There are other challenges that confront such tiny Jewish communities: if you want a challah in Adelaide, or latkes, or any other Jewish food, you need to cook it yourself. If you want a mezuzah or a new tallit, you either need to hop on the internet or find an excuse to visit Melbourne or Sydney. There is no Jewish nursing home in South Australia, and so it is up to new Jewish nursing home residents and their families to educate the facilities about what is and isn’t appropriate to serve at meals. A community member who was recently in hospital had to explain to the attendant that ham and pea soup was in fact not vegetarian or appropriate to serve to a Jewish patient. Jews living in these remote corners of our region have proven themselves endlessly resilient and resourceful time and time again.

After 17 ½ years of teaching, singing, and baking here in South Australia, I am moving on.
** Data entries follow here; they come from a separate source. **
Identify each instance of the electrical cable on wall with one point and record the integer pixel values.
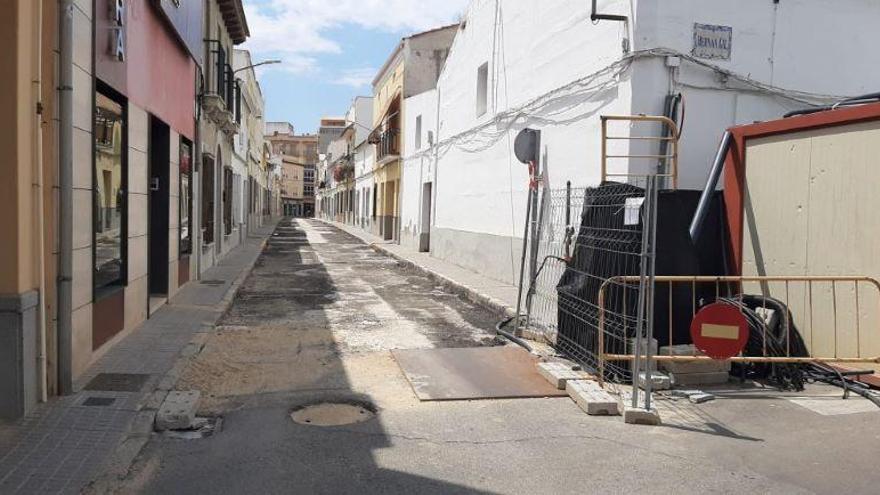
(548, 108)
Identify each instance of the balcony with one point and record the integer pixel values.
(221, 98)
(387, 146)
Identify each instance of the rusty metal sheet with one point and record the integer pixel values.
(473, 373)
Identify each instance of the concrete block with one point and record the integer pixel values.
(559, 373)
(590, 397)
(641, 416)
(692, 367)
(695, 396)
(689, 379)
(659, 381)
(631, 346)
(700, 398)
(178, 411)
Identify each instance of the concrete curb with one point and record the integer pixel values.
(497, 307)
(119, 466)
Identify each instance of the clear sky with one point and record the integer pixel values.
(331, 50)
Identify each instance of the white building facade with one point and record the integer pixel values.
(529, 64)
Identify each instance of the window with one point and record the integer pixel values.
(110, 205)
(482, 88)
(185, 196)
(227, 201)
(208, 199)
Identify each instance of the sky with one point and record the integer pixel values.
(330, 50)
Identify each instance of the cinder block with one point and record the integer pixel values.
(178, 410)
(690, 367)
(689, 379)
(590, 397)
(700, 398)
(641, 416)
(659, 381)
(559, 373)
(631, 346)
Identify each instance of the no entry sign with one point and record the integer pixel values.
(720, 331)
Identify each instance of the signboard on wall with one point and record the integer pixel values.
(712, 42)
(185, 18)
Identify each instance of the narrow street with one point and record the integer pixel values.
(315, 321)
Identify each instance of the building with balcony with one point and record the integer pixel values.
(412, 69)
(225, 27)
(296, 153)
(249, 143)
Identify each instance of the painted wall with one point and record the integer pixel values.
(776, 43)
(424, 56)
(822, 223)
(530, 50)
(554, 70)
(418, 166)
(161, 77)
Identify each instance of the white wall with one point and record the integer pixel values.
(542, 56)
(418, 163)
(802, 45)
(533, 49)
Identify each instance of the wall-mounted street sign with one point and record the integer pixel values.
(720, 331)
(712, 42)
(116, 11)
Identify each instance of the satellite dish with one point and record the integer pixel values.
(525, 147)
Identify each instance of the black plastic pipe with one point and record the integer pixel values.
(712, 182)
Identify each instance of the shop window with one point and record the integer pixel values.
(185, 196)
(110, 212)
(208, 200)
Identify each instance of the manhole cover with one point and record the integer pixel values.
(118, 382)
(99, 401)
(331, 414)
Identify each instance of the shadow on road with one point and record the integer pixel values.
(274, 351)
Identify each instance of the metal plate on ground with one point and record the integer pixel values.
(118, 382)
(503, 372)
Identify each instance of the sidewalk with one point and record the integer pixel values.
(490, 293)
(65, 443)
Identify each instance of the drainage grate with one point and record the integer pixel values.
(118, 382)
(99, 401)
(332, 414)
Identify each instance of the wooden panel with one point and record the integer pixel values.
(810, 209)
(183, 271)
(109, 318)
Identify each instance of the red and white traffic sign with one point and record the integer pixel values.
(720, 330)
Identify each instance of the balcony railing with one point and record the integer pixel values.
(223, 93)
(388, 144)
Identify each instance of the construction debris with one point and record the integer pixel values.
(590, 397)
(558, 373)
(659, 381)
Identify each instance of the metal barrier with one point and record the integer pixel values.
(667, 159)
(587, 235)
(833, 338)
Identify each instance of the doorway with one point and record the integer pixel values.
(425, 234)
(159, 155)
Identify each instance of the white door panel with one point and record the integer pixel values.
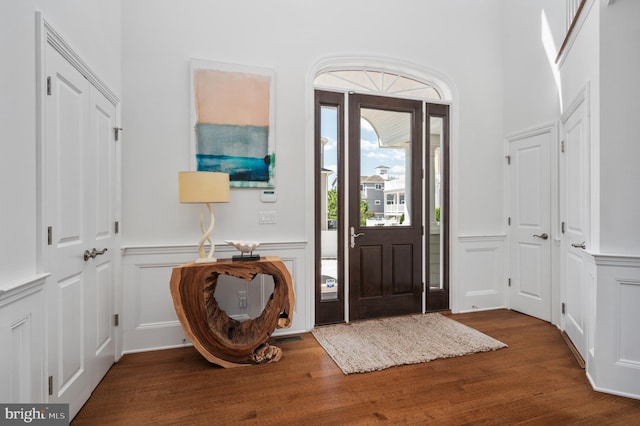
(79, 192)
(66, 211)
(530, 215)
(575, 205)
(103, 189)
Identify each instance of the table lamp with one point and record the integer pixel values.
(204, 187)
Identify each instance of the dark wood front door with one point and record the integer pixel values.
(385, 206)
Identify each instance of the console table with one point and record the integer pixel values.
(221, 339)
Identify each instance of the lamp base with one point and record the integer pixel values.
(206, 260)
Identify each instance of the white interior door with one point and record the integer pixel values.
(530, 215)
(79, 191)
(102, 186)
(575, 204)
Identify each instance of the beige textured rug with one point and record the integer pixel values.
(360, 347)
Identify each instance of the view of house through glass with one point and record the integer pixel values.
(329, 203)
(435, 201)
(385, 162)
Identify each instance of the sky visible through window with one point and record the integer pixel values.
(371, 155)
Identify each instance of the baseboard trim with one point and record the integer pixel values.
(573, 350)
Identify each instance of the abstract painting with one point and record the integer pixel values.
(233, 115)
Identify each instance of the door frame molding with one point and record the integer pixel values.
(450, 94)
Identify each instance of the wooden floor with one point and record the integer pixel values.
(534, 381)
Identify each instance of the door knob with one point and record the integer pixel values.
(581, 245)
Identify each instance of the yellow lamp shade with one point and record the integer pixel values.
(203, 187)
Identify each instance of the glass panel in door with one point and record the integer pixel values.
(385, 163)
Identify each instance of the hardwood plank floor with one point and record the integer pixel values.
(534, 381)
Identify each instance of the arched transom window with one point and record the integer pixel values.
(372, 81)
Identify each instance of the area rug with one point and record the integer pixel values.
(364, 346)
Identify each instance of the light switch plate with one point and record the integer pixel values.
(267, 217)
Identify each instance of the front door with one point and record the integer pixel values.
(530, 223)
(385, 206)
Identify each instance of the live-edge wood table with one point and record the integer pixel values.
(221, 339)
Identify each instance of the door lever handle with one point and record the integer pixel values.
(93, 253)
(354, 236)
(581, 245)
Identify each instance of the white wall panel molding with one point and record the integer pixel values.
(16, 290)
(614, 363)
(22, 331)
(149, 319)
(481, 273)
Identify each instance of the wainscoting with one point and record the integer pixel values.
(480, 273)
(23, 340)
(613, 363)
(149, 318)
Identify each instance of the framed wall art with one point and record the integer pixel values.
(232, 116)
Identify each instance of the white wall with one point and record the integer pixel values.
(619, 127)
(96, 37)
(290, 37)
(531, 97)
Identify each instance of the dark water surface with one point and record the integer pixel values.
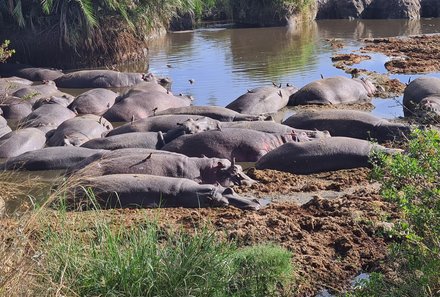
(225, 62)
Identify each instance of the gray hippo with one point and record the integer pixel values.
(20, 141)
(98, 79)
(326, 154)
(47, 115)
(143, 104)
(242, 144)
(214, 112)
(144, 161)
(349, 123)
(162, 123)
(262, 100)
(418, 90)
(29, 72)
(151, 140)
(96, 101)
(334, 90)
(141, 190)
(4, 128)
(79, 130)
(50, 158)
(15, 108)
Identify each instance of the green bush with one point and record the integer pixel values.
(151, 261)
(412, 181)
(5, 53)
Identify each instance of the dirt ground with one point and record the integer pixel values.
(333, 239)
(414, 54)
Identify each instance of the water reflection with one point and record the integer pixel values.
(224, 63)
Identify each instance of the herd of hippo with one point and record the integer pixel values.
(170, 153)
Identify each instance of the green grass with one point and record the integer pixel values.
(412, 181)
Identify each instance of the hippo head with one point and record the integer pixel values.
(192, 126)
(242, 202)
(230, 174)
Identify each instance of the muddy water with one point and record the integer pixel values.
(225, 62)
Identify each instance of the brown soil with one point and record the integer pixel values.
(332, 239)
(415, 54)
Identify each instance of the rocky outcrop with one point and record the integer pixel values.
(377, 9)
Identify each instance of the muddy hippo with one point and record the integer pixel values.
(418, 90)
(162, 123)
(151, 140)
(242, 144)
(79, 130)
(140, 190)
(334, 90)
(349, 123)
(50, 158)
(96, 101)
(326, 154)
(15, 108)
(20, 141)
(262, 100)
(214, 112)
(143, 161)
(98, 79)
(4, 128)
(141, 105)
(29, 72)
(51, 115)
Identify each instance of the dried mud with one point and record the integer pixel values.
(414, 54)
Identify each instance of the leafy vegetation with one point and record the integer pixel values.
(5, 52)
(412, 182)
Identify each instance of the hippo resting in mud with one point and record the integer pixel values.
(139, 190)
(78, 130)
(348, 123)
(20, 141)
(262, 100)
(29, 72)
(98, 79)
(422, 94)
(327, 154)
(214, 112)
(96, 101)
(242, 144)
(146, 161)
(334, 90)
(50, 158)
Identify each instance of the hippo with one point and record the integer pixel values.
(141, 190)
(50, 158)
(79, 130)
(151, 140)
(349, 123)
(144, 161)
(4, 128)
(162, 123)
(326, 154)
(143, 104)
(96, 101)
(15, 108)
(418, 90)
(51, 115)
(98, 79)
(20, 141)
(334, 90)
(262, 100)
(214, 112)
(29, 72)
(242, 144)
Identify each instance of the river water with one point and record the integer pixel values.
(224, 62)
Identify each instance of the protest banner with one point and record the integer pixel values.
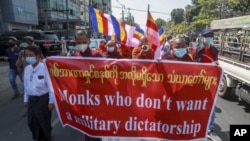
(134, 98)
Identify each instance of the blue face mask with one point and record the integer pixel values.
(30, 60)
(180, 52)
(208, 40)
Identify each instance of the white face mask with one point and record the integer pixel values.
(110, 49)
(81, 47)
(180, 52)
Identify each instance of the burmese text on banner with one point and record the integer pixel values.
(134, 98)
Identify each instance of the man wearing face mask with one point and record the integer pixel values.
(112, 50)
(37, 98)
(179, 51)
(143, 51)
(82, 40)
(12, 53)
(207, 53)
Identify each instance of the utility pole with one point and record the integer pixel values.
(122, 15)
(67, 10)
(90, 23)
(46, 19)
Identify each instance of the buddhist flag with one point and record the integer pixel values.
(138, 33)
(119, 28)
(161, 35)
(152, 32)
(101, 22)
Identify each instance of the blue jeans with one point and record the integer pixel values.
(12, 78)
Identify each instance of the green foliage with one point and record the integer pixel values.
(177, 15)
(201, 13)
(160, 23)
(241, 7)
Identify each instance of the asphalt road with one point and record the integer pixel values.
(13, 126)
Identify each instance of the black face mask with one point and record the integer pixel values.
(11, 44)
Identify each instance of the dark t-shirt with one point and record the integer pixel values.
(12, 57)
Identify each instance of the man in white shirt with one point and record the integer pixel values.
(37, 97)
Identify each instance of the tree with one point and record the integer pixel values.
(240, 7)
(160, 23)
(190, 12)
(208, 12)
(177, 15)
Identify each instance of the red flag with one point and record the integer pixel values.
(152, 32)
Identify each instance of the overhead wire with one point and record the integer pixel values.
(139, 10)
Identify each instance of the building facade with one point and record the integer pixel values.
(103, 5)
(59, 14)
(18, 15)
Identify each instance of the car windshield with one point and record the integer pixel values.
(50, 36)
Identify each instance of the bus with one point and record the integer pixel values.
(232, 39)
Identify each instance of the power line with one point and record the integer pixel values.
(139, 10)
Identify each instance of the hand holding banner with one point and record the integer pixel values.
(134, 98)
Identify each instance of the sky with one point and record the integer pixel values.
(162, 7)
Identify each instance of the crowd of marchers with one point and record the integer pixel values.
(26, 61)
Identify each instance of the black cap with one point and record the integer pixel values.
(207, 32)
(12, 38)
(28, 38)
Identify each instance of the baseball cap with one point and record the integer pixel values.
(12, 38)
(23, 45)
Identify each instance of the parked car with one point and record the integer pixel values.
(47, 40)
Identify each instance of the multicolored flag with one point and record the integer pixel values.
(101, 22)
(119, 28)
(152, 32)
(162, 35)
(138, 33)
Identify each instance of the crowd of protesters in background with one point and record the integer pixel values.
(177, 48)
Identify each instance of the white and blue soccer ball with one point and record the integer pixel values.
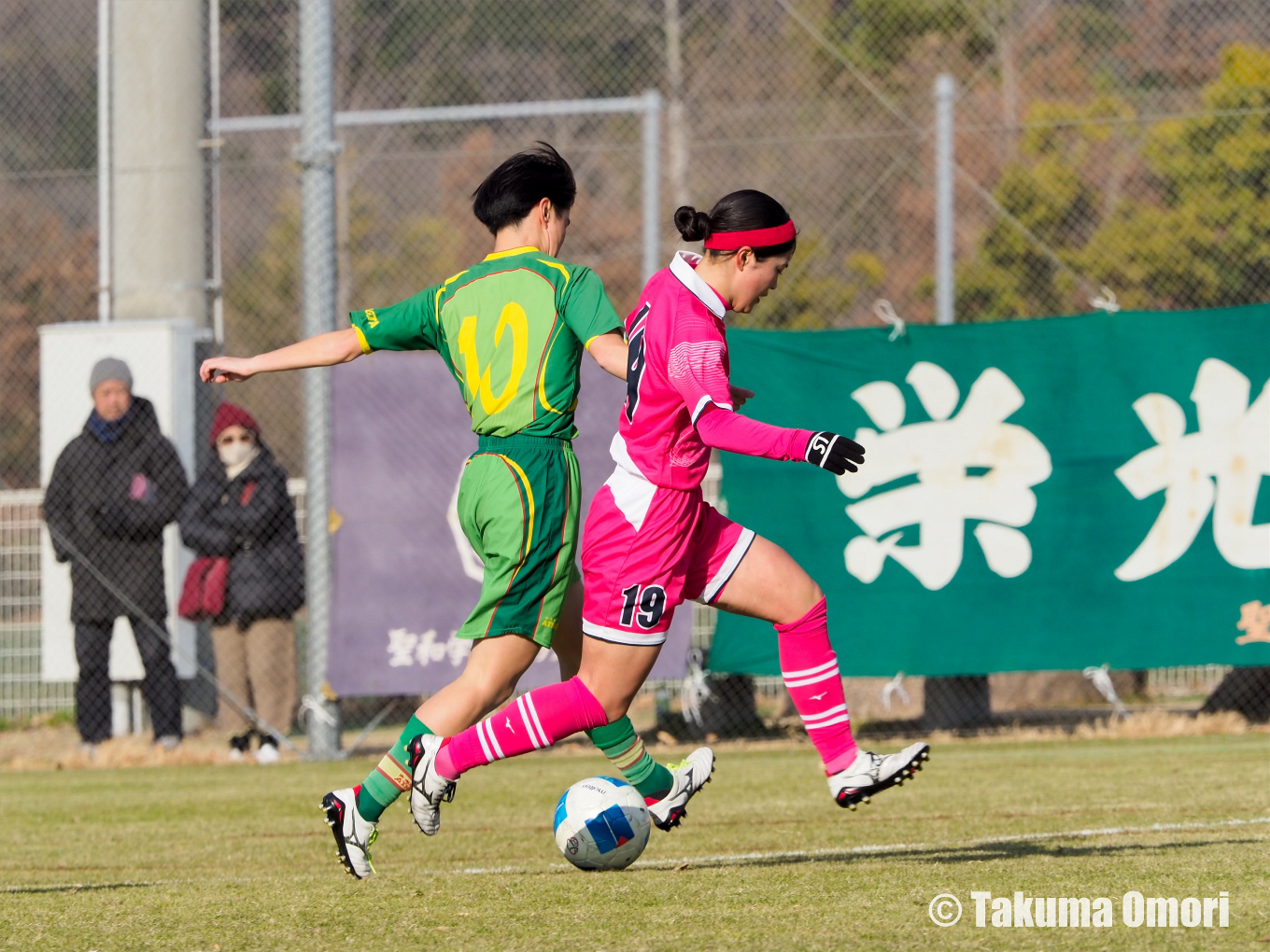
(600, 822)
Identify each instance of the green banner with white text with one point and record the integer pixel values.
(1037, 496)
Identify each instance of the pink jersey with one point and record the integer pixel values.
(678, 371)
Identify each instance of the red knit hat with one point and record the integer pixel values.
(233, 415)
Starting 1 July, I will be serving as an intentional interim rabbi at a small congregation in northern Indiana as that community moves through a time of transition. I am more than a bit fearful about returning to the United States during the presidential election. However, I am very keen to experience once again what it is like living in a country with a Jewish population 50 times that of Australia. If Israel is one centre for exciting and passionate Jewish culture, the US is surely a second centre. There is a great deal I will miss about Australia and Adelaide in particular. But I’m guessing next Pesach there will definitely be no shortage of matzah!

This will almost certainly be the most difficult Pesach we’ve encountered since we celebrated our seders in lockdown in 2020. I do not expect a miracle in the next few days. I do pray that we will find the inspiration we need from this festival, and that by the time Pesach comes around next year we will find ourselves in a much better place. Hag sameach!